- Greeley Location of the community of Greeley within Royalton Township, Pine County Greeley Greeley (the United States)
- Coordinates: 45°44′41″N 93°04′06″W﻿ / ﻿45.74472°N 93.06833°W
- Country: United States
- State: Minnesota
- County: Pine
- Township: Royalton Township
- Elevation: 984 ft (300 m)

Population
- • Total: 30
- Time zone: UTC-6 (Central (CST))
- • Summer (DST): UTC-5 (CDT)
- ZIP code: 55006 and 55063
- Area code: 320
- GNIS feature ID: 644406

= Greeley, Minnesota =

Greeley is an unincorporated community in Royalton Township, Pine County, Minnesota, United States.

The community is located west of Rock Creek, at the junction of Greeley Road (Pine County 1) and Clint Road (County 102). State Highway 70 (MN 70) is nearby. Greeley is located in the southwest corner of Pine County. Rush Lake is nearby.

Nearby places include Braham, Rock Creek, West Rock, Grasston, and Rush City.

Greeley is located six miles west of Rock Creek, and eight miles northwest of Rush City. Greeley is seven miles east-northeast of Braham, and 10 miles southwest of Pine City.
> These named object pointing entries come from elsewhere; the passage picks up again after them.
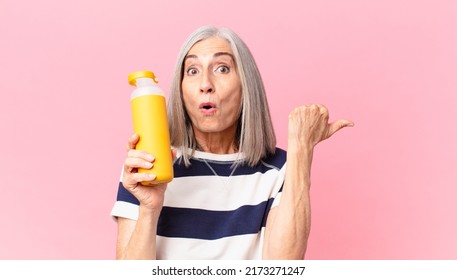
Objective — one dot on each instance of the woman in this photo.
(232, 196)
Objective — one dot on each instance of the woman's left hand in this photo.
(309, 125)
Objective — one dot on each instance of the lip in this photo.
(207, 108)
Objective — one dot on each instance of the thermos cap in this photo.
(141, 74)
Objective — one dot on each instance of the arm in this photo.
(137, 239)
(289, 223)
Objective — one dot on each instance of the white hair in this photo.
(255, 137)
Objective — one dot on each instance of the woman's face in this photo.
(211, 87)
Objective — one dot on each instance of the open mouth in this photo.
(207, 107)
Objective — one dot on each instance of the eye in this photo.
(223, 69)
(191, 71)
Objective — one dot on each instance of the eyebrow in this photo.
(214, 55)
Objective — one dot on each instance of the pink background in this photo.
(385, 189)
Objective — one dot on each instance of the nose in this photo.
(206, 83)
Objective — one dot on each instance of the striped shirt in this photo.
(212, 211)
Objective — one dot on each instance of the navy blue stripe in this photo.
(199, 167)
(210, 225)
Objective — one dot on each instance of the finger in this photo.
(337, 125)
(132, 163)
(143, 177)
(133, 140)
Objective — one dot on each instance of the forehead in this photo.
(210, 46)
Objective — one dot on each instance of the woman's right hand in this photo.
(150, 197)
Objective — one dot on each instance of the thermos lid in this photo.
(141, 74)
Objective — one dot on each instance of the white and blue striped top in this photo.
(208, 216)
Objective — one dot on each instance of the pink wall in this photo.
(385, 189)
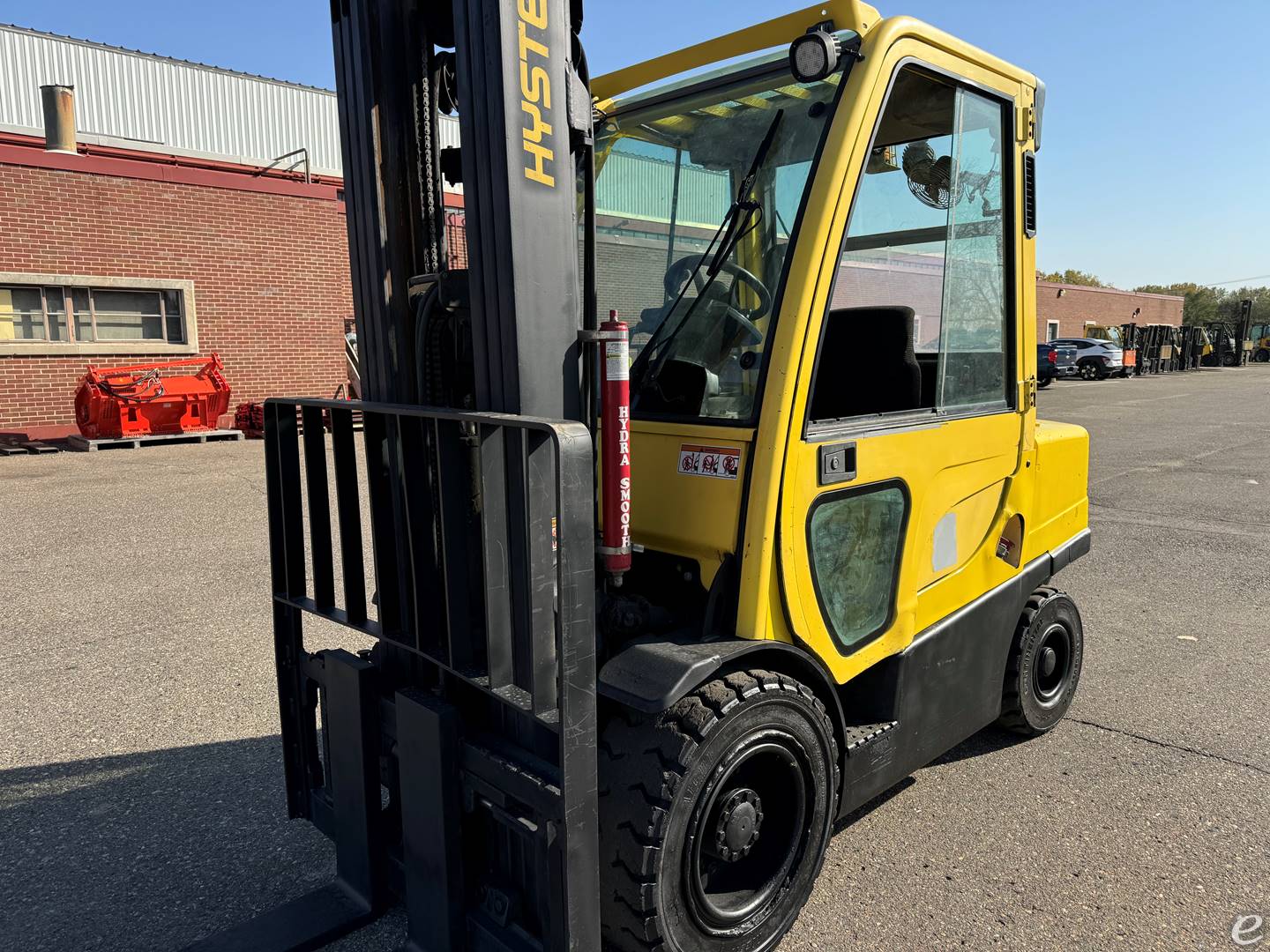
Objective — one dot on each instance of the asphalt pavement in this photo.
(141, 802)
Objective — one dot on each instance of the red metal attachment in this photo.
(615, 419)
(141, 400)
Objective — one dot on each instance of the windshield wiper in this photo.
(736, 222)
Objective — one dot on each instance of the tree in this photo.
(1073, 277)
(1204, 303)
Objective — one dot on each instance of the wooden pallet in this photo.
(86, 446)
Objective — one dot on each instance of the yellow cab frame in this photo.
(1001, 494)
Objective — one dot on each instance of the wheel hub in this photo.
(1048, 661)
(738, 824)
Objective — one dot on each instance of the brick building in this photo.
(165, 227)
(1067, 310)
(108, 260)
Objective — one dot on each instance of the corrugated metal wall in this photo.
(640, 187)
(158, 101)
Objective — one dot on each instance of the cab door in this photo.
(911, 397)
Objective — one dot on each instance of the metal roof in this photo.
(156, 103)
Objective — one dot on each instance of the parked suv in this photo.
(1095, 360)
(1054, 361)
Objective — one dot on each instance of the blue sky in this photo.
(1157, 127)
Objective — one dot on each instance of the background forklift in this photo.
(820, 564)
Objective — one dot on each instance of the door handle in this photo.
(837, 462)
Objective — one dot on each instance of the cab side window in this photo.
(918, 316)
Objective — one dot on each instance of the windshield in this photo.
(691, 263)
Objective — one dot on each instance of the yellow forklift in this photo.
(653, 611)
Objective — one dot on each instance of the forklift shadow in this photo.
(150, 851)
(990, 740)
(986, 741)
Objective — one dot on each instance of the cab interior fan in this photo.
(930, 179)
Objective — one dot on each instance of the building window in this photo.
(56, 314)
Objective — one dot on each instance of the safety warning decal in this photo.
(716, 462)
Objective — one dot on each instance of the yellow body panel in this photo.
(972, 473)
(686, 514)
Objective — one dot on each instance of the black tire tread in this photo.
(641, 762)
(1011, 704)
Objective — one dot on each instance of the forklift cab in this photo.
(863, 352)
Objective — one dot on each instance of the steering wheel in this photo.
(680, 271)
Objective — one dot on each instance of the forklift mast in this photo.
(453, 763)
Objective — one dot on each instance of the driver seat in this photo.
(866, 363)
The community is named for Elam Greeley (1818–1882), a lumberman, who was the co-founder of the city of Stillwater, and member of the Minnesota Territorial Legislature in 1851 and 1856.

ZIP codes 55063 (Pine City), 55069 (Rush City), and 55006 (Braham) all meet near Greeley. The boundary line between Pine, Chisago, Kanabec, and Isanti counties is near Greeley.